EXPO 2010: Allianz failing to reach investment targets

The German insurer, which is aiming to increase global real estate investment from €17bn to €30 billion over the next few years, blames ‘lack of market’ for hampering efforts to reach its targets quickly.

Allianz, the German insurance firm and one of the most aggressive buyers of real estate in recent times, said it had nevertheless missed its investment targets in the asset class. 

The firm, which has aspirations to increase global real estate investments from €17 billion to €30 billion over several years, blamed the “lack of market” for hampering efforts to ramp up its exposure as quickly as it had wanted.

Speaking at EXPO REAL 2010, Olivier Piani, chief executive officer of Allianz Real Estate, said it had failed to reach its targets on investing in new deals “not because we don’t want to, but because the market is not there. We are still short of our goals because liquidity is not quite there,” he explained.

Piani defended the firm by saying: “One of the worst things we can do is just go for ‘numbers’ without the proper risk-analysis and risk-return. We would rather not reach our targets in terms of the investment model than make bad deals. We are a long term investor, not traders.”

The insurer is hoping to have six percent of real estate assets on its balance sheet, but it is still at four percent – a level at which it has resided “forever” said Piani.

Yet the firm has still been one of the most active buyers of property. It has invested around €1.5 billion in the last 12-18 months, mainly in European real estate. In Germany and Central Europe, for example, it has invested in €650 million worth of deals, including a sale and leaseback transaction of 80 Aldi retail stores in Southern Germany.

In France, the firm has hired 16 people and bought around €680 million of assets. Meanwhile, the firm opened a US office this spring and is looking to invest in US property alongside investment partners.

Piani explained that while it had missed targets, global real estate markets had improved over the last year because liquidity was beginning to return. He added the “fundamentals” of real estate such as softer rental levels were “holding firm” while vacancy rates were “acceptable”.

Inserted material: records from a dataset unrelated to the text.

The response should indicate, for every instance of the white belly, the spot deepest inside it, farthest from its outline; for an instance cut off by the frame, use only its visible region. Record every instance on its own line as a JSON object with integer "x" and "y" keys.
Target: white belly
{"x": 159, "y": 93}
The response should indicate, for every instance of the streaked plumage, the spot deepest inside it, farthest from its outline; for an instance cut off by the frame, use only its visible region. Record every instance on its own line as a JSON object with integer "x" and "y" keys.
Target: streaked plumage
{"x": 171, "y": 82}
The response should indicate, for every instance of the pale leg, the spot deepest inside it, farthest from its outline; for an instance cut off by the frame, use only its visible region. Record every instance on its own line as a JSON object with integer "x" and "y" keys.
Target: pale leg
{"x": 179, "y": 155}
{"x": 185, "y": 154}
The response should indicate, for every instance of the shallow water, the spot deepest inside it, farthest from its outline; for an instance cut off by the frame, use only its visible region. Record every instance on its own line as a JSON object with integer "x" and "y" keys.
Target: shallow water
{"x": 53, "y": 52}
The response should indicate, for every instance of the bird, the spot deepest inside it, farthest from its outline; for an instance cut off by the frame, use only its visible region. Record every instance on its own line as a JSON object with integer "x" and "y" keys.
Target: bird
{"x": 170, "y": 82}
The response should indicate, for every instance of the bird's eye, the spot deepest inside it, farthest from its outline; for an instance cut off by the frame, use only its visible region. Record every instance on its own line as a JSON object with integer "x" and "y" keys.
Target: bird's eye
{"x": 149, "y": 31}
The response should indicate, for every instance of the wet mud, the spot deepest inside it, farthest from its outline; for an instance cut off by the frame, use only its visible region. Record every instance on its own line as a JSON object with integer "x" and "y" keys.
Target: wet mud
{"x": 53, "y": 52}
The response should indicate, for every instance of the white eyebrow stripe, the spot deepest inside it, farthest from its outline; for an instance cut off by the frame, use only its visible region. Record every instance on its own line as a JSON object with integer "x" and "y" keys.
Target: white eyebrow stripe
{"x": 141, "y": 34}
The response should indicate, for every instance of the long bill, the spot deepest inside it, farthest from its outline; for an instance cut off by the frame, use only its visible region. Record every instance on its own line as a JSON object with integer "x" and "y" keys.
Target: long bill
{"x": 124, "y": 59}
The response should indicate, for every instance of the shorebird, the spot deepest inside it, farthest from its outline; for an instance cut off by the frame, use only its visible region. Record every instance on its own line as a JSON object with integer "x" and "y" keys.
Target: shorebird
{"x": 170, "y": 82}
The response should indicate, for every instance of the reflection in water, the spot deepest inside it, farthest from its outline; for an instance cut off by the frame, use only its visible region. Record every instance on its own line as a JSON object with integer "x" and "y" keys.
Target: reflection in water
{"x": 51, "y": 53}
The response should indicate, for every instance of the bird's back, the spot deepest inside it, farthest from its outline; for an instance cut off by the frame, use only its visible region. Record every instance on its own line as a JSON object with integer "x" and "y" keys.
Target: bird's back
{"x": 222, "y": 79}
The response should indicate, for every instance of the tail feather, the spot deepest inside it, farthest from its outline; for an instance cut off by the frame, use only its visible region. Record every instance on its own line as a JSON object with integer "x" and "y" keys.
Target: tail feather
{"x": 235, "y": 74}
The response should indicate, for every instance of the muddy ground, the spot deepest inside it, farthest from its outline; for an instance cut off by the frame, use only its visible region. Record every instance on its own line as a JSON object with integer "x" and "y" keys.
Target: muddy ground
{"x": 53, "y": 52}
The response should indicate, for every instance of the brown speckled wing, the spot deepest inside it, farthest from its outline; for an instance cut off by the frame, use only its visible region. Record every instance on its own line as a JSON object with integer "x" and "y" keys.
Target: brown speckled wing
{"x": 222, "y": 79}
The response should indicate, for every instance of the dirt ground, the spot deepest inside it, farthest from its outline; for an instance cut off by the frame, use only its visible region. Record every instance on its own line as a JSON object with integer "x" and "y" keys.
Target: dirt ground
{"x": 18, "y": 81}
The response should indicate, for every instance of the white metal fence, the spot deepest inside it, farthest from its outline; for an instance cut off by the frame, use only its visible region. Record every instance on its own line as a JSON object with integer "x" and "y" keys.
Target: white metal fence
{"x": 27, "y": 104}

As well as buying real estate, the insurer has also been selling assets in order to clean up the balance sheet and harvest returns, which has also contributed to limiting it to having four percent of real estate on the balance sheet instead of six percent.
It has sold €150 million of small properties in Germany and plans to sell another €1 billion as part of that cleaning up process, while in France it is offloading around €400 million.